› Forums › Speech Synthesis › Festival › Fixing a unit sequence
- This topic has 3 replies, 2 voices, and was last updated 4 years, 8 months ago by Simon.
-
AuthorPosts
-
-
April 19, 2020 at 11:26 #11185
I’ve created two unit selection voices, and I’d like them both to use the same unit sequence when synthesising an utterance. Is there any way I can do this? Can I extract the unit sequence given by one unit selection engine and feed it into another voice?
-
April 19, 2020 at 13:59 #11186
The only special case where you might want to do this is when demonstrating the effect of fixing a labelling error. The instructions suggest restricting the database to only the utterances providing the desired units. (This is not guaranteed to keep the unit sequence the same, if there are multiple instances of some diphones, but usually does the trick.)

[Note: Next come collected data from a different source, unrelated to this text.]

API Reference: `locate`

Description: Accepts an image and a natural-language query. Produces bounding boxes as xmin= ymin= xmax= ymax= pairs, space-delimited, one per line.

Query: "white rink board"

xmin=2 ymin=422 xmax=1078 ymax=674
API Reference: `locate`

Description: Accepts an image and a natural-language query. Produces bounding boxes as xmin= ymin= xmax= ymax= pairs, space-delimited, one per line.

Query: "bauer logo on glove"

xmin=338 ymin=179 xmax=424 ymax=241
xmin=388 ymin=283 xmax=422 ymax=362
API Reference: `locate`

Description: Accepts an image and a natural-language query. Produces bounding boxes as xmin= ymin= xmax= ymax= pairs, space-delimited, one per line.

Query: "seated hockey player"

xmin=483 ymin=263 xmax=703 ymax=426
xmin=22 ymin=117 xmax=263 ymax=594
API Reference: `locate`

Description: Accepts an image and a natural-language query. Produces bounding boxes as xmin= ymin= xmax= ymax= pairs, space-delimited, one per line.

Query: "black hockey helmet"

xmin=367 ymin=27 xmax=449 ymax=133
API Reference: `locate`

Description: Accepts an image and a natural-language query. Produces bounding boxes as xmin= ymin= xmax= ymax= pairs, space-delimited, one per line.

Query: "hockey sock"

However, it’s not possible in general to impose this constraint on a full voice. Given that almost any change in a voice (e.g., different F0 estimation settings) will change either the join or target costs, you may get a different unit sequence. Constraining the unit sequence effectively means ignoring join and target costs.

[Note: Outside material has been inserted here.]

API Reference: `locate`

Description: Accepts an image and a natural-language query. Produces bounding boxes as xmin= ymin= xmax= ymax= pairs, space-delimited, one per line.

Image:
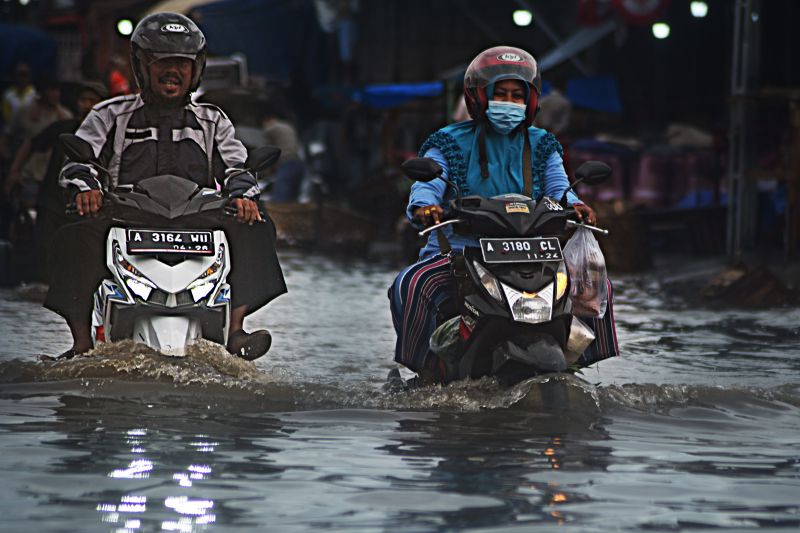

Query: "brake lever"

Why do you want to do that, in your case?
-
April 19, 2020 at 16:13 #11189
I want to test the effect of using different numbers of mixture components during forced alignment labelling. My hypothesis was, because better labelling leads to better join points, listeners would hear fewer (or less noticeable) joins and rate the speech as more natural sounding.

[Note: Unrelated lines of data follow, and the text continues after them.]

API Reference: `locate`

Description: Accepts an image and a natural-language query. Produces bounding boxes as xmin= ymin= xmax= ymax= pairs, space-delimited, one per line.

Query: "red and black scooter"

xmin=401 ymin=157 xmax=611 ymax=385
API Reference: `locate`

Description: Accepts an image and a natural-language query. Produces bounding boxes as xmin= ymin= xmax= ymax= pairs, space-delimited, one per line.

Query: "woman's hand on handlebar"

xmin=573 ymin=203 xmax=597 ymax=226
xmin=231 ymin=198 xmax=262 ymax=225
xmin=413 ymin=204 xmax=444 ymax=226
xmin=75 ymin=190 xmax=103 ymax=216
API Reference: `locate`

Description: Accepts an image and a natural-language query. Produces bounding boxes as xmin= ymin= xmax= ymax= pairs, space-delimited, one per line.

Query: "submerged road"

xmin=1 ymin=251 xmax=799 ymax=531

I ran a listener test, and found no significant impact between voices labeled with different numbers of mixture components during forced alignment. I was trying to figure out why, and I found that the unit sequences were different between the two sequences.
This means I might not really have been measuring the true effect of better labelling. Listeners might not be indifferent to join point quality, but actually have been responding to the choice of units. I also found that more units were marked with ‘bad duration’ in voices with more mixture components in forced alignment. Labelling more units as outliers and imposing a high target cost might have meant potentially good candidate units were never used because of a ‘bad duration’ cost that was too high.
I wanted to force all the voices to use the same unit sequence so I could evaluate whether joins had generally been made better. If I could prove this, it would indicate there are some problems with the unit selection engine as is. That is, better labelling can make unit selection worse.
-
April 19, 2020 at 17:44 #11190
You’re experiencing the downside of unit selection – instability and unpredictable behaviour.
It’s also not necessarily the case that more powerful acoustic models provide a more accurate alignment.
Instead of forcing unit choices, you might instead think of some evidence that you can present to back up your claim that listeners were “responding to the choice of units”. This could be informal / qualitative / small scale / based on your own listening or analysis – no need for another listening test.
-
-
AuthorPosts
- You must be logged in to reply to this topic.